Zmiany w żużlowej ekstralidze w przyszłym roku?
Późne okienko transferowe przyczyną podbijania stawek i wysokich cen żużlowców? Speedway Ekstraliga chce to zmienić od przyszłego roku.
Terminarz podpisywania kontraktów w żużlowej lidze dokładnie precyzuje regulamin: zaraz po sezonie można przedłużać kontrakty ze swoimi zawodnikami. Z obcymi można rozmawiać zaraz po ostatnim meczu w kalendarzu, ale kontrakt musi być podpisany dopiero 19 grudnia (potem są jeszcze trzy okienka w trakcie sezonu).

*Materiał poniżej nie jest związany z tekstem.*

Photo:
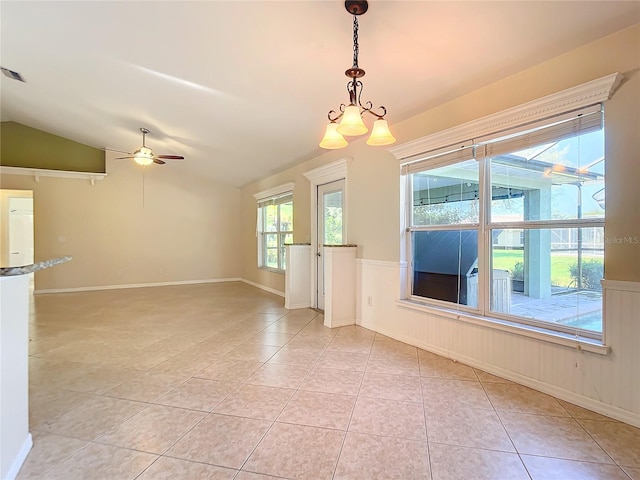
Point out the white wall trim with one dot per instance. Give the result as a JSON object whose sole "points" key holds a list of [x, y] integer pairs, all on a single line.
{"points": [[328, 173], [620, 285], [381, 263], [589, 93], [36, 173], [271, 192], [17, 463], [135, 285]]}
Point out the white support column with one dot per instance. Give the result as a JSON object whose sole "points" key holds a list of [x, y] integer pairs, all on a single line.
{"points": [[297, 288], [340, 285]]}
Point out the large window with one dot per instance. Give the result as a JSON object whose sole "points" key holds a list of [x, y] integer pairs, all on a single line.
{"points": [[511, 225], [275, 229]]}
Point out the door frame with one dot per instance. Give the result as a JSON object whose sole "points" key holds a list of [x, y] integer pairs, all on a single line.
{"points": [[326, 174]]}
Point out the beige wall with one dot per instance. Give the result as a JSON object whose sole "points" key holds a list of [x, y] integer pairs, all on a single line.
{"points": [[185, 231], [4, 220], [373, 175]]}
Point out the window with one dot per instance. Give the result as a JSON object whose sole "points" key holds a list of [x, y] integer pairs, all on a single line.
{"points": [[275, 229], [511, 225]]}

Tego dnia w tym roku wyznaczono początek zimowego okienka transferowego.
Dlaczego tak późno? Speed-way Ekstraliga chciała, aby najpierw została rozwiązana kwestia licencji dla klubów, aby zawodnicy nie podpisywali kontraktów z drużynami, które potem zostaną relegowane z rozgrywek.
Kluby bezradne
Dla klubów to jednak spory kłopot, a dla zawodników szansa na większy zysk. Nikt nie chce zostawać w tyle, więc wszyscy negocjują, choć kontraktów podpisać nie mogą. Normą stały się podróże żużlowców z propozycjami po innych klubach. Stawki w ten sposób rosły lawinowo. Tym bardziej, im dłużej trzeba był czekać na podpis oficjalnego dokumentu.
Kluby starają się w miarę możliwości zabezpieczyć swoje interesy. Przegląd Sportowy doniósł, że Stal Gorzów w tym roku dołożyła klauzulę do porozumienia z Przemysławem Pawlickim. Gdyby się z niego wycofał, to ma zapłacić 200 tys. zł kary. Działacze z Leszna ostatnio pytali szefów Speedway Ekstraligi, jak zagwarantować sobie kontrakt z zawodnikiem, z którym uzgodnili warunki umowy i podali sobie ręce.
Wszelkie porozumienia są pisaniem palcem po wodzie, bo Speedway Ekstraliga wymaga korzystanie z nowych wzorów kontraktów, które zostaną wprowadzone... 19 grudnia. Więc nawet kombinowanie z datą na dokumentach nic klubom nie da, bo i tak stare wzory nie będą respektowane.
Skład przed licencję
W ubiegłym roku głośny był przypadek Leona Madsena. Duńczyk dogadał się w Grudziądzu, podpisał list intencyjny, kontraktem chwalił się w mediach społecznościowych. Kilka dni później przyjął korzystniejszą ofertę Unii Tarnów i zostawił MrGarden GKM na lodzie. Speedway Ekstraliga rozłożyła ręce: list intencyjny nie ma żadnej prawnej wartości.
W przyszłym roku Speedway Ekstraliga planuje kilka istotnych zmian. Przede wszystkim zimowe okienko transferowe zostanie znacznie przyspieszone i skrócone. - Prawdopodobnie będą to dwa tygodnie w listopadzie. Wtedy uniknęlibyśmy długiej licytacji - wyjaśnia prezes Wojciech Stępniewski.
Kluby prawdopodobnie będą musiały się rozliczyć finansowo już do końca października, żeby okres budżetowy w żużlu dopasować do rynku. Komisja Licencyjna rozpatrzy ich sytuację już po zakończeniu kontraktowania składu. Jeżeli dany klub nie uzyska pozwolenia na rywalizację o mistrzostwo Polski, to kontrakty z żużlowcami zostaną automatycznie rozwiązane.